Evolutionary biologist studies food-borne parasite Meet Adam Vera

Adam Vera

Adam Vera has a passion for public health, and as a Centers for Disease Control and Prevention (CDC) fellow he is making a difference in his community. (Photo Credit: CDC)

As a second generation Mexican American, Adam Vera was shown the importance of higher education from an early age. This educational foundation was instilled from a mother born in Mexico and a father born in the United States. His educational career path was unconventional, as he did not think higher education was an avenue he could pursue.

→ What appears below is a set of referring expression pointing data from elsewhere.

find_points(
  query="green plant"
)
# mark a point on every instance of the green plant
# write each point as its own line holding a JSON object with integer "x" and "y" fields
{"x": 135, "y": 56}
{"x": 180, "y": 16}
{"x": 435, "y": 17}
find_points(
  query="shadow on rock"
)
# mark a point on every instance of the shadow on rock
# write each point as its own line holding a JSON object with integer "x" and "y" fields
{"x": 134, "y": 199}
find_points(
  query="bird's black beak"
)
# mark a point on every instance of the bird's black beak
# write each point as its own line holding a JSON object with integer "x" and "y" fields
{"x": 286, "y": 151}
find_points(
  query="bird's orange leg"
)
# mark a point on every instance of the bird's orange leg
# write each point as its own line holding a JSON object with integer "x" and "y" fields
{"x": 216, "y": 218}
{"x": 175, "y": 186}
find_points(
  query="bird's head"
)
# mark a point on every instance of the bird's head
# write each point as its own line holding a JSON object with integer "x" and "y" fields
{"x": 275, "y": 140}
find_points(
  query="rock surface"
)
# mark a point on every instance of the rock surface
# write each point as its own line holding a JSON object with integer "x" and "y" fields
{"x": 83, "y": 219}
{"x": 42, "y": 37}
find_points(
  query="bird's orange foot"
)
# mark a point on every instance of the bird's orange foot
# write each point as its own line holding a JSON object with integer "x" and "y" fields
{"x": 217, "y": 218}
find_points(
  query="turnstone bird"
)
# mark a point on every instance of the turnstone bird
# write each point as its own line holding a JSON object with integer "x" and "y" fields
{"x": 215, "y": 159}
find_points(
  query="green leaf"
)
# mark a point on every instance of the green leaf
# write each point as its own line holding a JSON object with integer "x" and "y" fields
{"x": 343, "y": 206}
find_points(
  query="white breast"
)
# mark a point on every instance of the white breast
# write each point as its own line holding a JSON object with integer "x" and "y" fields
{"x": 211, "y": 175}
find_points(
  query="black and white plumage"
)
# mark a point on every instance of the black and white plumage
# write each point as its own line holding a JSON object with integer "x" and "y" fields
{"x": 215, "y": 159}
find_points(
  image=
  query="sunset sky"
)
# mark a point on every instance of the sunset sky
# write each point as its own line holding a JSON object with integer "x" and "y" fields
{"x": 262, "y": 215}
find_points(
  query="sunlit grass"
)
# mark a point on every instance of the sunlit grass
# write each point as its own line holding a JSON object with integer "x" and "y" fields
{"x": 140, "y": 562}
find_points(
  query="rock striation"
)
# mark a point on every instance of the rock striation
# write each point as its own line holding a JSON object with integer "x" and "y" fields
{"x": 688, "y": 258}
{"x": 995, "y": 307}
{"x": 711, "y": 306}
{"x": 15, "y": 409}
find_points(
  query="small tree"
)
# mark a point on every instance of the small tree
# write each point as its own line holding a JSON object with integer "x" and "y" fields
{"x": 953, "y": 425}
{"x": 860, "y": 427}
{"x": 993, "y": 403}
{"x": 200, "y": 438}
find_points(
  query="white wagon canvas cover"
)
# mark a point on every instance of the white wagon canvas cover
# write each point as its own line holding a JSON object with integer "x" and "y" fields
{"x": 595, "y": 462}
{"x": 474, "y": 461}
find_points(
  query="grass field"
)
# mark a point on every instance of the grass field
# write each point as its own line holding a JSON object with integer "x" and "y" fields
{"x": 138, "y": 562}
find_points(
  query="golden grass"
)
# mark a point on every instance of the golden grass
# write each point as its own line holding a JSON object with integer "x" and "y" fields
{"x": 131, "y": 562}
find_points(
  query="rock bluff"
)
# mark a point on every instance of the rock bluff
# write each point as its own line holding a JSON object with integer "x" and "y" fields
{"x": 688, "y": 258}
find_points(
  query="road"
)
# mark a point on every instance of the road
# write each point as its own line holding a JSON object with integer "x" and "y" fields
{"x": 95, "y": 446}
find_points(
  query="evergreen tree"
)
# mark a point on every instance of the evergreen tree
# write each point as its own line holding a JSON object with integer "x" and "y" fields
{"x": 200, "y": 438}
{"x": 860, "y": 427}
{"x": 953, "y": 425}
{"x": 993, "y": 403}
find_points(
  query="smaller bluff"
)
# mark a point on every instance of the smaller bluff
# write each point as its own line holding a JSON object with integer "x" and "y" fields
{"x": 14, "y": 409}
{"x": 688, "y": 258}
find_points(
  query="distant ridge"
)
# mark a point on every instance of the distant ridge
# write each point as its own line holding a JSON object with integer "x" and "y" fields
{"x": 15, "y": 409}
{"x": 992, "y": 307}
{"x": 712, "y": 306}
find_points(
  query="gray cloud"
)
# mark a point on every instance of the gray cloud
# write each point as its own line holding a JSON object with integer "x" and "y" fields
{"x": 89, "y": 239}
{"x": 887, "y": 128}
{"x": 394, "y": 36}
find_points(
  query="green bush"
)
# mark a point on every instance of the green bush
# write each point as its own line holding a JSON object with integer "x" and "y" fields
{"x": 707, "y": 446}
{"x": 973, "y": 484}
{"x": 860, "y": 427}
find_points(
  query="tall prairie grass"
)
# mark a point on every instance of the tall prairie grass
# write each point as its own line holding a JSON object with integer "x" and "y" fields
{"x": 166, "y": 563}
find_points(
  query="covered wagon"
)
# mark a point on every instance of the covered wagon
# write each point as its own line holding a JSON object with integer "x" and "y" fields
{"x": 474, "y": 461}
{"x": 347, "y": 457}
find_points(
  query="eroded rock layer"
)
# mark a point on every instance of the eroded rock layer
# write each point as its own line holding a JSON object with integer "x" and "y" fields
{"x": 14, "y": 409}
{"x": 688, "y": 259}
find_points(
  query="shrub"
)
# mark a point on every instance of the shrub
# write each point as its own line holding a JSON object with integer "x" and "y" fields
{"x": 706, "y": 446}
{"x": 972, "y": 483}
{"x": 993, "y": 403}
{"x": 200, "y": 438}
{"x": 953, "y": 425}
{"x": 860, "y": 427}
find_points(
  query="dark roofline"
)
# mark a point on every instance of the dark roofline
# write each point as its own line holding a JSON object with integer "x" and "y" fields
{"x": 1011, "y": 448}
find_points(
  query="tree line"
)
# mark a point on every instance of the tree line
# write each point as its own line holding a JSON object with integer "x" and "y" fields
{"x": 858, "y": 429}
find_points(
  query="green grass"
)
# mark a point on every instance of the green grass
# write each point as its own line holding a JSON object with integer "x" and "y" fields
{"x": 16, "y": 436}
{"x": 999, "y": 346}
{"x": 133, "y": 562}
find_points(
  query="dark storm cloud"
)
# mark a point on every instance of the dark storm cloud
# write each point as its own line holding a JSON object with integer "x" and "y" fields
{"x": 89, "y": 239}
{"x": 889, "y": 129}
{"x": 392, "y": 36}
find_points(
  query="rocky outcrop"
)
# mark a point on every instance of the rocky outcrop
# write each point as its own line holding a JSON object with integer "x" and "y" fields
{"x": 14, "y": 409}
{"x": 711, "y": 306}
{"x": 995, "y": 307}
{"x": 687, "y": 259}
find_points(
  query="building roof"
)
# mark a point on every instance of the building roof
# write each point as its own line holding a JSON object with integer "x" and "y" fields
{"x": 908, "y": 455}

Vera completed a vocational education as a dental assistant, where he learned more about his capabilities to pursue a higher education. His journey led him to El Paso Community College, where he attended night classes to receive his associate of arts degree. Next, Vera attended the University of Texas at El Paso (UTEP) to complete his bachelor’s degree in biological sciences with a concentration in biomedical sciences and his master’s degree in biological sciences before transferring into the ecology and evolutionary biology doctorate program.

Here, his research project focused on mosquito species of the northern Chihuahuan Desert. Specifically, Vera focused on the mosquito species, Aedes aegypti, a known vector for dengue, Chikungunya, Zika and yellow fever viruses. This project inspired his passion for public health by working with community members to increase their awareness of mosquito-borne illnesses in the region.

While graduate studies provided him with opportunities to learn new laboratory skills, he sought additional opportunities to develop professional skills. He participated in the Virtual Student Federal Service program with the U.S. State Department and the Hispanic Association for Colleges and Universities (HACU) Internship program with the U.S. Agency for International Development (USAID). These internships provided him with invaluable experiences working within the U.S. government and led to his pursuit for a career in public health at the Centers for Disease Control and Prevention (CDC).

After graduating, Vera accepted an appointment with the Oak Ridge Institute for Science and Education (ORISE) as a fellow at the CDC in the Parasitic Disease Branch. The CDC Research Participation Programs are educational training programs designed to provide students, recent graduates and university faculty opportunities to participate in project-specific CDC research, current public health research and developmental activities.

Vera’s project utilizes advanced molecular detection methods to identify the food-borne parasite Cyclospora cayatanensis. This project seeks to improve the understanding of this parasite to reduce occurrences of the diarrheal illness Cylosporiasis.

Through this fellowship, Vera has been able to improve his laboratory skills to become a better microbiologist. The experience also provided him with important experiences and further increased his desire of establishing a professional career within the U.S. government.

The CDC Research Participation Program is managed by the Oak Ridge Institute for Science and Education (ORISE) under an agreement between CDC and the U.S. Department of Energy (DOE). ORISE is managed for DOE by ORAU.